Filsafat Thomas erat kaitannya dengan teologia. Sekalipun demikian pada dasarnya filsafatnya dapat dipandang sebagai suatu filsafat kodrati yang murni. Sebab, ia tahu benar akan tuntuan penelitian kebenaran, dan secara jujur mengakui bahwa pengetahuan insani dapat diandalkan juga. Dia membela hak-hak akal dan mempertahankan kebebasan akal dalam bidangnya sendiri. Wahyu menurutnya berwibawa juga dalam bidangnya sendiri. Disamping memberi kebenaran fisik, wahyu juga memberi kebenaran yang metafisik, memberi misteri atau hal-hal yang bersifat rahasia, seperti: kebenaran tentang trinitas, inkarnasi, sakramen dll. Untuk ini diperlukan iman. Iman adalah suatu cara tertentu guna mencapai pengetahuan, yaitu pengetahuan yang mengatasi akal, pengetahuan yang tidak dapat ditembus akal. Iman adalah suatu penerimaan atas dasar wibawa Tuhan. Sekalipun misteri mengatasi akal, namun tidak bertentangan dengan akal, tidak anti akal. Sekalipun akal tidak dapat menemukan misteri, akan tetapi akal dapat meratakan jalan menuju kepada misteri (prae ambula fidei).
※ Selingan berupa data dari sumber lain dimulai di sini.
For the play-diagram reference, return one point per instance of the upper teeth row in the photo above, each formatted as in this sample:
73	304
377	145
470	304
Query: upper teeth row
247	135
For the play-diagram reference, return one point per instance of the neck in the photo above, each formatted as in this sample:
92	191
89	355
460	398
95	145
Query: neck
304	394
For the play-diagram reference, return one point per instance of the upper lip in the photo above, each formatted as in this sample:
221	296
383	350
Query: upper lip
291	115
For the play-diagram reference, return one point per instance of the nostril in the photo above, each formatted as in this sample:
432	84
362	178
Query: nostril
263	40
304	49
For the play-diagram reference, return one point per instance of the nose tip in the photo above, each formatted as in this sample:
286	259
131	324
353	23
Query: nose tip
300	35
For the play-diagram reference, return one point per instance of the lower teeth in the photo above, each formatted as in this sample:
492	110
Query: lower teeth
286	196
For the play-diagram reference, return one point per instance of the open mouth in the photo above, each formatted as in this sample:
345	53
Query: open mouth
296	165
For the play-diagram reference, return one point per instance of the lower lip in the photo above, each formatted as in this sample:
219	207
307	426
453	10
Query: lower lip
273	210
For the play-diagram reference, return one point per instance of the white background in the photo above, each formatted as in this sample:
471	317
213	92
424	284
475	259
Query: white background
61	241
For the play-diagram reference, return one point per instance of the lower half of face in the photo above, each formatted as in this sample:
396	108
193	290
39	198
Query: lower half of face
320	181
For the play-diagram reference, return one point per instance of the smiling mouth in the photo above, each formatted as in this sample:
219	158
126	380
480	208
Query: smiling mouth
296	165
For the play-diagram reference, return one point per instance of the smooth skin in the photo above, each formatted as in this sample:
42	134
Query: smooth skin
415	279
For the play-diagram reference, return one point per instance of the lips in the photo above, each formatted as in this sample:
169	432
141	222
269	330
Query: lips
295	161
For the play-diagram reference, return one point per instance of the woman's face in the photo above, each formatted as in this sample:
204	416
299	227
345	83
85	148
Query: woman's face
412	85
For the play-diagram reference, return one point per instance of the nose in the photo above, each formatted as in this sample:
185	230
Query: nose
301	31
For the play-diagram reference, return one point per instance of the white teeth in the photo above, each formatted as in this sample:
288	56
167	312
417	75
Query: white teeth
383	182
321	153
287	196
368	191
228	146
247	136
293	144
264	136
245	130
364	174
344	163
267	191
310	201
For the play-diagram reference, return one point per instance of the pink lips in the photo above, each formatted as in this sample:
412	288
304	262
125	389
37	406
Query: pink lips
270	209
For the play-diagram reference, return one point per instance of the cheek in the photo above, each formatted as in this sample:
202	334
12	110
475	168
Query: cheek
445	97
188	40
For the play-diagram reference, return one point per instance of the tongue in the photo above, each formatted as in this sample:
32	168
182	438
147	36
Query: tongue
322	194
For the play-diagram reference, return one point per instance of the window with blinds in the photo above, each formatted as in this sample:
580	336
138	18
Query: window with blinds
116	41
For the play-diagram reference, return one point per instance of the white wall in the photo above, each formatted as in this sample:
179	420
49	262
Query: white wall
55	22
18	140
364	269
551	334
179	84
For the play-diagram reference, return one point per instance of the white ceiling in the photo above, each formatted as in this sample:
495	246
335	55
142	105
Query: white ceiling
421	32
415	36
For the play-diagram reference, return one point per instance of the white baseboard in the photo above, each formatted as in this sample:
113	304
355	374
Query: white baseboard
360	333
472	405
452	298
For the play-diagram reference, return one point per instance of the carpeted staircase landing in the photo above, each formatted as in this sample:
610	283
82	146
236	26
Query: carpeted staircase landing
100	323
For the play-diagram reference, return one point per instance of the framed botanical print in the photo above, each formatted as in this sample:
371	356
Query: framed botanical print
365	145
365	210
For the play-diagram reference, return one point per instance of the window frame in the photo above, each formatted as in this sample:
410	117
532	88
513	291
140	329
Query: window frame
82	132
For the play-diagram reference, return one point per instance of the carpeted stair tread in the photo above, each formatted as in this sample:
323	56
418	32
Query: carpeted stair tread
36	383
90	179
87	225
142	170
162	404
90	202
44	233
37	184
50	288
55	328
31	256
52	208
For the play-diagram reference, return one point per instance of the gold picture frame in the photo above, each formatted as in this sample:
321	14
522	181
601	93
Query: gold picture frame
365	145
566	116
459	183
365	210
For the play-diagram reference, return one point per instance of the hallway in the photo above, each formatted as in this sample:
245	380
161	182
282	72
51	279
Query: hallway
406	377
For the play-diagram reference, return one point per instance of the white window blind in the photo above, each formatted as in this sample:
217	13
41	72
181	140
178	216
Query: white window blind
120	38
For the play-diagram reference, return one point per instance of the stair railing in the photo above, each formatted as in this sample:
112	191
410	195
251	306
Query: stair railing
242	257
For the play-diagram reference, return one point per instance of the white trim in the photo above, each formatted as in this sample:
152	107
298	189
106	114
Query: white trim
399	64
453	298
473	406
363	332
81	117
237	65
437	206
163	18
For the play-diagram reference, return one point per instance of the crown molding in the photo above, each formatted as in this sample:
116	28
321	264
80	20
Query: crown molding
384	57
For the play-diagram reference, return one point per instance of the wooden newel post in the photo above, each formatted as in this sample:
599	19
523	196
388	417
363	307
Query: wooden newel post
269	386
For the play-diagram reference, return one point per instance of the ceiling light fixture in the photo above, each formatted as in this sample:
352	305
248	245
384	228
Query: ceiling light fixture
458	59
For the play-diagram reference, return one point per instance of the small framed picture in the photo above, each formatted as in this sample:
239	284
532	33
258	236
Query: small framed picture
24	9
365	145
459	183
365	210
Dengan demikian, Thomas Aquinas menyimpulkan bahwa ada dua macam pengetahuan yang tidak saling bertentangan, tetapi berdiri sendiri-sendiri secara berdampingan, yaitu: pengetahuan fisik, yang berpangkal pada akal yang terang serta memiliki hal-hal yang bersifat insani umum sebagai sasarannya, dan pengetahuan iman, yang berpangkal dari wahyu dan memiliki kebenaran ilahi, yang ada di dalam Kitab Suci, sebagai sasarannya.[7]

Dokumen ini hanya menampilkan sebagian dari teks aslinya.